Mixed-Nuts Meringue Cookies
I have to skip TWD this week because two of the most essential ingredients for tiramisu cake - mascarpone and liquor are not available in SA. So I baked a batch of mixed-nuts meringue cookies instead. The cookies are crunchy and chock full of nutty goodness, yum!
Mixed-Nuts Meringue Cookies Recipe
Recipe adapted from The Sweet Trick
120g egg whites
170g caster sugar
50g self-raising flour
100g almond meal
1) Pre-heat oven to 180 deg C. Roast hazelnuts, almonds and pecans in the pre-heated oven for 12-15 minutes. Let the nuts cool to room temperature, then chop into small pieces, set aside.
2) Turn the oven temperature to 160 deg C.

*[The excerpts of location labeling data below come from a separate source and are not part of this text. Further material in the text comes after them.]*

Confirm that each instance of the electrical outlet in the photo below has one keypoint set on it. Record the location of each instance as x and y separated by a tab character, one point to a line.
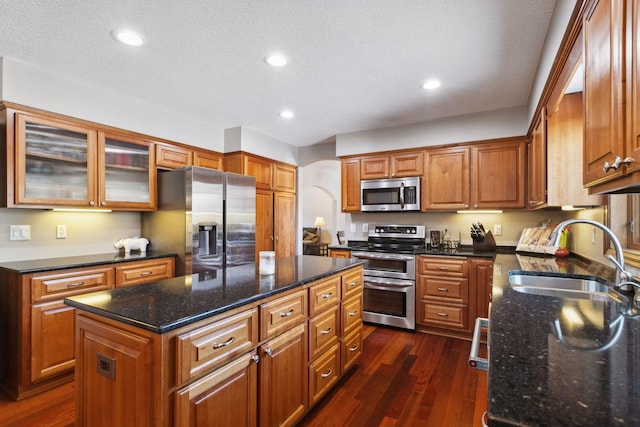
61	231
19	232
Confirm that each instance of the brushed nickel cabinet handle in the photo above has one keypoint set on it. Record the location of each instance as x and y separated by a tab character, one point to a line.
224	344
75	285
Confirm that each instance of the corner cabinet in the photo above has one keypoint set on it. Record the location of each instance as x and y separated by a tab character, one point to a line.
265	363
612	96
61	162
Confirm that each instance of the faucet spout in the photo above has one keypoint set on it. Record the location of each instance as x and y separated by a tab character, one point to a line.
622	275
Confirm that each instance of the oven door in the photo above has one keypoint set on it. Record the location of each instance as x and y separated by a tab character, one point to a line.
395	266
389	302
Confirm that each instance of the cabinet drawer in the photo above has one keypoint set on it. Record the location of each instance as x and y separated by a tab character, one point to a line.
136	273
62	283
324	295
324	373
445	315
451	267
212	345
351	314
352	283
450	289
351	349
323	332
281	314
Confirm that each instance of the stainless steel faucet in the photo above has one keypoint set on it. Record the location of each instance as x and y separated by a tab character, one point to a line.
623	277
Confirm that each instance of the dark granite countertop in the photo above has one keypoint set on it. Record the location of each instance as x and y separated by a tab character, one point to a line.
168	304
560	361
48	264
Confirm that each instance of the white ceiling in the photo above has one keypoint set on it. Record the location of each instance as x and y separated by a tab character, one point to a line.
354	64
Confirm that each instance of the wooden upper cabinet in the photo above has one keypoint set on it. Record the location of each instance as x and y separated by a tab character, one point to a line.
269	174
407	164
446	185
66	162
207	159
605	47
392	166
499	175
172	156
538	163
374	167
284	177
350	185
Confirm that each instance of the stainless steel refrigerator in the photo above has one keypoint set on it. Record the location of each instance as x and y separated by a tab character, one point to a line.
206	216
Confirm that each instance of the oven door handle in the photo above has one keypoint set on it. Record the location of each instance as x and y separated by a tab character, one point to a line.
380	255
475	361
386	284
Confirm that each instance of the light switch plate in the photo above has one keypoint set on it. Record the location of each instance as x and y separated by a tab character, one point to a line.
19	232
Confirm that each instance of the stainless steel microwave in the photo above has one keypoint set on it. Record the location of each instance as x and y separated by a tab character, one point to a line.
390	195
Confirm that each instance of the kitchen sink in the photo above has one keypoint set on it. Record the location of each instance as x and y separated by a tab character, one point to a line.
564	287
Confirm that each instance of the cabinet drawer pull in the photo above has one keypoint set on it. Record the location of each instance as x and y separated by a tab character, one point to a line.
224	344
75	285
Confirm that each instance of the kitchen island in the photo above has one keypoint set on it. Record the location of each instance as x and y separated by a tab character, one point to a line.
193	347
560	361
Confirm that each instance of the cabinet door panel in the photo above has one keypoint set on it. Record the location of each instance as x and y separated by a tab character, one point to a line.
55	162
127	172
604	98
446	183
52	339
499	175
284	378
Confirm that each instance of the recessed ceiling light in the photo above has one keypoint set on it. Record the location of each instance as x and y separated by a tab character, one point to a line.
128	37
276	60
431	84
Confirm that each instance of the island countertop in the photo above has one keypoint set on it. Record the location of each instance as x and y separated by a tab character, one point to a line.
560	361
172	303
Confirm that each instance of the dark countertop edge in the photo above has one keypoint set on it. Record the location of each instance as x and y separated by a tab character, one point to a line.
78	261
192	319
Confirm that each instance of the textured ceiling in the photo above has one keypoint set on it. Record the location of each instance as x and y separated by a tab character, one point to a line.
354	64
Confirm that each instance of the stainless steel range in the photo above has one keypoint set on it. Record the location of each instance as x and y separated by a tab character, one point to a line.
390	274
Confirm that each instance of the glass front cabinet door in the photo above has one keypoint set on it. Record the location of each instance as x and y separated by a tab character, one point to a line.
63	164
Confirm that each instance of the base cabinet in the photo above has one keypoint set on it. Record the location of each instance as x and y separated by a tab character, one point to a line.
263	364
229	392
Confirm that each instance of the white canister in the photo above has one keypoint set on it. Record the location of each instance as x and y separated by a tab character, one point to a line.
267	262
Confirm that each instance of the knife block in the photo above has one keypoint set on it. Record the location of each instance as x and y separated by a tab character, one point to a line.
488	244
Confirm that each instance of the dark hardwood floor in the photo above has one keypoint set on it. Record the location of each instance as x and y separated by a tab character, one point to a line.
403	379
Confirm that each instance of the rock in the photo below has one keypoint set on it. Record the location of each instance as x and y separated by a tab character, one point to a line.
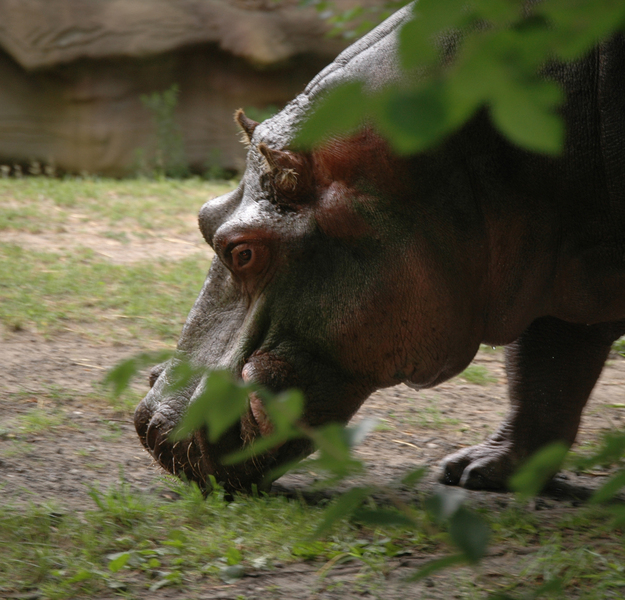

3) Using an electric mixer with a whisk attachment, beat egg whites in a large bowl until opaque and foamy. With the mixer still running, start to add 120g of caster sugar, 1 tablespoon at a time. Continue to beat the egg white until it is glossy and when the whisk is lifted, stiff peak should form.
4) Sift flour, almond meal and the remaining 50g of caster sugar over the egg whites. Using a wide spatula, fold the mixture quickly, follow by the chopped nuts.
5) Drop spoonfuls of the meringue mixture onto a baking tray. Flatten the meringue using the back of a spoon.
6) Bake the meringue at 160 deg C for 10 minutes. Turn the temperature down to 120 deg C and continue to bake for another 30 minutes.